During the training process, the accuracy and loss rate after 500 iterations are stable at 0.903 3 and 0.154 1. The weight values of the model at this time are saved in the ckft model document, and the parameters in the document are in the testing phase parameter to use. The changes in the accuracy and loss rates during training are shown in Figure 5.

As can be seen from Figure 5, when the number of iterations is less than 500, the accuracy of the whole curve is significantly improved; when the number of iterations is more than 500, the accuracy curve tends to be stable and remains at about 0.9. When the number of iterations is less than 500, the whole curve shows an obvious downward trend. When the number of iterations is greater than 500, the curve also tends to be stable and remains at about 0.15. After the model training is completed, the test samples are tested. By loading the model documents saved during the training, the model can be directly restored to the state at the end of the training. 100 samples are randomly selected from 315 test samples each time for 5 times. See Table 4 for test accuracy (test ACC) and test loss rate (test loss).

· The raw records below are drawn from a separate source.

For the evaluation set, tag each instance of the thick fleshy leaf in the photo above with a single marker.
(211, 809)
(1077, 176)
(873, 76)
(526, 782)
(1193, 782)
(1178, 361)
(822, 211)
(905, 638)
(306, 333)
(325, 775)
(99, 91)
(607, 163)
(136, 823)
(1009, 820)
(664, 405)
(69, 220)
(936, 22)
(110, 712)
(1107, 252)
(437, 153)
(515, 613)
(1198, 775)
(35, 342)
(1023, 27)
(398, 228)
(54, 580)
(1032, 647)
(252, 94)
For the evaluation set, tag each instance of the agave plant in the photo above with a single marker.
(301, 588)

In order to further prove that the CNN + GRU model has high vulnerability detection ability, the CNN + GRU model is compared with a single CNN, RNN, and the existing vulnerability detection model VulDeePecker [22]. The CNN, RNN, and VulDeePecker models were trained and tested using the same dataset, and the experimental results of the four models were compared. The specific results are shown in Table 5. The information in the table is the average of the training data and test data of the four models. It can be seen that the experimental results of CNN + GRU are the best.

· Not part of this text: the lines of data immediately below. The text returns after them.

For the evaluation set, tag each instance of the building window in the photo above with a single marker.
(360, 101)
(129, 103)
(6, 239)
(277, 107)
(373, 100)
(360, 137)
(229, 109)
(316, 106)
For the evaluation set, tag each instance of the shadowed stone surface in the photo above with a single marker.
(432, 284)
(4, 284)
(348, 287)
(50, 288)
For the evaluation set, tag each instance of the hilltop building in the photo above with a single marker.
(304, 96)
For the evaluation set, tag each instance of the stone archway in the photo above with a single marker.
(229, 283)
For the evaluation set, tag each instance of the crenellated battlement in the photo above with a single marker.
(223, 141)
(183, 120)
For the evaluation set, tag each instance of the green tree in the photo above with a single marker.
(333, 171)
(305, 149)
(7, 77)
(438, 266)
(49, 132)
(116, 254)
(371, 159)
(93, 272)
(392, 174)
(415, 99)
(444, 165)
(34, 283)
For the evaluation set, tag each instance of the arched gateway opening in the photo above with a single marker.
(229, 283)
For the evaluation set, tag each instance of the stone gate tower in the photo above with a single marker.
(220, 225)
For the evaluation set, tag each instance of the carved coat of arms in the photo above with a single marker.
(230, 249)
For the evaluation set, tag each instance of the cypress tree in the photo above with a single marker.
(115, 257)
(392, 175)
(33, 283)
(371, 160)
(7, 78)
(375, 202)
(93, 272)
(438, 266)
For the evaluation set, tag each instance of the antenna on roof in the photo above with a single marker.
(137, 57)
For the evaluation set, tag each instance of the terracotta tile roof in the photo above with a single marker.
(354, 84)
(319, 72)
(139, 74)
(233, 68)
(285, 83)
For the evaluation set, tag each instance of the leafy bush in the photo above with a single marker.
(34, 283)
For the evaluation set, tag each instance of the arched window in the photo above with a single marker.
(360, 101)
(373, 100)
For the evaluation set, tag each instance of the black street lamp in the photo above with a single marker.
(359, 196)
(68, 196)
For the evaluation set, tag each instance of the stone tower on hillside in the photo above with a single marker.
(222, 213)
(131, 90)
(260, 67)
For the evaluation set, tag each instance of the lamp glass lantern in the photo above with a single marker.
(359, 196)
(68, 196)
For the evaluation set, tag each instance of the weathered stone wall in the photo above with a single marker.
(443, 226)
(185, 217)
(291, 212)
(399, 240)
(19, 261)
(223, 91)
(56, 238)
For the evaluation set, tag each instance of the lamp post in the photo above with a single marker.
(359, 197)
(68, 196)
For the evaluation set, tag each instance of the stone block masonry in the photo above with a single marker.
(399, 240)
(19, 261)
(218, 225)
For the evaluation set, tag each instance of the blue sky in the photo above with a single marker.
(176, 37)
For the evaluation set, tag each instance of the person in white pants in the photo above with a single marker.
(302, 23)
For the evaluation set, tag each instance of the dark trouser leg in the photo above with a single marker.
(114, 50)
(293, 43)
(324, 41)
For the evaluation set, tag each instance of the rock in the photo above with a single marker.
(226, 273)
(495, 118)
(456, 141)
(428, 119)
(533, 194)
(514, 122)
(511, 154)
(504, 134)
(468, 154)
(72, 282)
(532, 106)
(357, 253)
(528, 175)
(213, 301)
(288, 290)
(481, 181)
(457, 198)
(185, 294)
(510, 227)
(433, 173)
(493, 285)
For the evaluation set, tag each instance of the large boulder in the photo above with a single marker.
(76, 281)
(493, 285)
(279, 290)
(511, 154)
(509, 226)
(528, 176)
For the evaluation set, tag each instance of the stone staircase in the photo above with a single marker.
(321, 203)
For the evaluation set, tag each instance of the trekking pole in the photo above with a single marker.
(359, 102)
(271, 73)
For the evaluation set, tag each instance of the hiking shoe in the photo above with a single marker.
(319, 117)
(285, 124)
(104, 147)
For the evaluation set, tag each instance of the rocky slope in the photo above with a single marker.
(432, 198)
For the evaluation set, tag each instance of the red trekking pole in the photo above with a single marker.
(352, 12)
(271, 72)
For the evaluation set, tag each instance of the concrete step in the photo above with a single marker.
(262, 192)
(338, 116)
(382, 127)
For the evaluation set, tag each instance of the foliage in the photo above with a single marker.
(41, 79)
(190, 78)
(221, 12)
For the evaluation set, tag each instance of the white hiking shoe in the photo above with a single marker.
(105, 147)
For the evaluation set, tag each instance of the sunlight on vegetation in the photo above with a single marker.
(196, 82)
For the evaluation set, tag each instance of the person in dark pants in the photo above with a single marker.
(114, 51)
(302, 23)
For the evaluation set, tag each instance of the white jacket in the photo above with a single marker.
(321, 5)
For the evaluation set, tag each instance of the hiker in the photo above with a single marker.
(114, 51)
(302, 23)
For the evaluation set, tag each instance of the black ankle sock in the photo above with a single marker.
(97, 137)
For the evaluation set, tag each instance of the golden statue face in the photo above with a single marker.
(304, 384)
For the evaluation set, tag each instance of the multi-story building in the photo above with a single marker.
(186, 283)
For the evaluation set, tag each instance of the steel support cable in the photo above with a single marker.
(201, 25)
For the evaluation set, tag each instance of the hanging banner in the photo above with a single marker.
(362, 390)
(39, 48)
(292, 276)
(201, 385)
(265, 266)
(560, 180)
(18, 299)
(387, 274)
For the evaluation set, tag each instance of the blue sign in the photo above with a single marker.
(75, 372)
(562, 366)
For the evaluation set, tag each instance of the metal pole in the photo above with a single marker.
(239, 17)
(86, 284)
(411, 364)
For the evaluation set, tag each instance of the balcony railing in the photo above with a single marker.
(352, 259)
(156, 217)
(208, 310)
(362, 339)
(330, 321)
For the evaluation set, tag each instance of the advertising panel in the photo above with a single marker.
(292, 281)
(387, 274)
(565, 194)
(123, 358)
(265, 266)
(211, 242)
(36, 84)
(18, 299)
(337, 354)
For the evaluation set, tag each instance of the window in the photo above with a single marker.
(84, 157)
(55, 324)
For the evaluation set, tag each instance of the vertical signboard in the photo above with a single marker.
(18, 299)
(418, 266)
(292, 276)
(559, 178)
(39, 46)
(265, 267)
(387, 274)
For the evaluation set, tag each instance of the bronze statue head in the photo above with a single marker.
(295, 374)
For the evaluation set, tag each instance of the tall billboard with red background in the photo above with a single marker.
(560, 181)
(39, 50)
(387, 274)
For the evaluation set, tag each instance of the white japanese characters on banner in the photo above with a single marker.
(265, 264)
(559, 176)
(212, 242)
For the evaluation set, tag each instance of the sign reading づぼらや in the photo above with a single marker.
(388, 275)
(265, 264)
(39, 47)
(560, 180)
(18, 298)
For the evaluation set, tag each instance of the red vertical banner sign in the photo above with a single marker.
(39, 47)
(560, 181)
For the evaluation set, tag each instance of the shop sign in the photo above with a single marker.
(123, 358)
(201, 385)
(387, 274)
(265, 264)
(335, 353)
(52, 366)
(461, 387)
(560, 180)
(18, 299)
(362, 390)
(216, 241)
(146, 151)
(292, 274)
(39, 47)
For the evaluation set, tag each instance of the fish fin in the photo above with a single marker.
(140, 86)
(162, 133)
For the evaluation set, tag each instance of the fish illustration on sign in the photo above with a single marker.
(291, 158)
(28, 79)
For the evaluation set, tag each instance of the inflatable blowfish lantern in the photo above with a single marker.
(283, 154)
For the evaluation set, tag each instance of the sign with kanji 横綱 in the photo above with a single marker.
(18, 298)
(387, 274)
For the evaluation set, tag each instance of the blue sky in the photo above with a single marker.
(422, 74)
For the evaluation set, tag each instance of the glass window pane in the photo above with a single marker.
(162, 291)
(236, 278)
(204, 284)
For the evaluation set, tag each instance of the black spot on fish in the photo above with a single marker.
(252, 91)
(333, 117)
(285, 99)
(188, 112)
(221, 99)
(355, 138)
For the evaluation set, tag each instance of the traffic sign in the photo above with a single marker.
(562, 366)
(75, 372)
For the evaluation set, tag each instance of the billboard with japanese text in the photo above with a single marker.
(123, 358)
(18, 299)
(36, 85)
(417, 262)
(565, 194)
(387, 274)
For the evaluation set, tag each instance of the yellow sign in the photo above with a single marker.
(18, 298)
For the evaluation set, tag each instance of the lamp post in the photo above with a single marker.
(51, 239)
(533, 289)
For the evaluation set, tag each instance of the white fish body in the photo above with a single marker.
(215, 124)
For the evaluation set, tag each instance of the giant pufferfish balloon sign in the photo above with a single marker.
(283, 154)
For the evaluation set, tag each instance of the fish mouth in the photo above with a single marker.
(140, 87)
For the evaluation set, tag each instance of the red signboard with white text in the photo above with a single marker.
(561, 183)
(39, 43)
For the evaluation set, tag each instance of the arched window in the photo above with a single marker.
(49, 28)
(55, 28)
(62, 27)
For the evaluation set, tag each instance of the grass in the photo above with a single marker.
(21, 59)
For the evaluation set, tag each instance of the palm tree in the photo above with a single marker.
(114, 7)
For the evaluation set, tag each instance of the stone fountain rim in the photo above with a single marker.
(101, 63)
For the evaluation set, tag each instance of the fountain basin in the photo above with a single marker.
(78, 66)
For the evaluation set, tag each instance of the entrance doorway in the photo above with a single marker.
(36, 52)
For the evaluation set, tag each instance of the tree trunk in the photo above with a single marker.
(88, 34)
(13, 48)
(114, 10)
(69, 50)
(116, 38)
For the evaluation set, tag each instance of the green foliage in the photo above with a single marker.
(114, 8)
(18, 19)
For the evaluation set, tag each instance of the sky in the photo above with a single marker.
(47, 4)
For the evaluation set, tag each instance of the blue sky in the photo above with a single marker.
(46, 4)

The experimental results show that it is feasible to nest GRU into the pooling layer and fully connected layer of CNN. The CNN + GRU model proposed in this paper can not only ensure the invariance of feature vectors to the greatest extent during dimension reduction, but also preserve the invariance between codes. Call relationship has stronger vulnerability detection ability, and compared with CNN, RNN, and VulDeePecker models, CNN + GRU has higher accuracy and lower loss rate.
5. Conclusion
This paper proposes a software building detection algorithm based on an improved CNN model. Firstly, extract the vulnerability features of the software, use program slicing technology to extract features from static code, establish a vulnerability library, and standardize and vectorize the vulnerability library as input data. GRU model is used to optimize CNN neural network. The organic combination of the two can quickly process the feature data and retain the calling relationship between the codes. The improved CNN model is better than the single CNN and RNN model in vulnerability detection ability and detection accuracy. Compared with single CNN model and VulDeePecker model, the training loss rate is 4.25% higher. On the contrary, compared with single RNN model and VulDeePecker model, the training loss rate is 17.2% and 7% lower, respectively.
Compared with other single algorithms, the improved CNN algorithm has relatively high requirements for data and needs to be further optimized in the future.
Data Availability
The dataset can be accessed upon request.
Conflicts of Interest
The author declares that there are no conflicts of interest.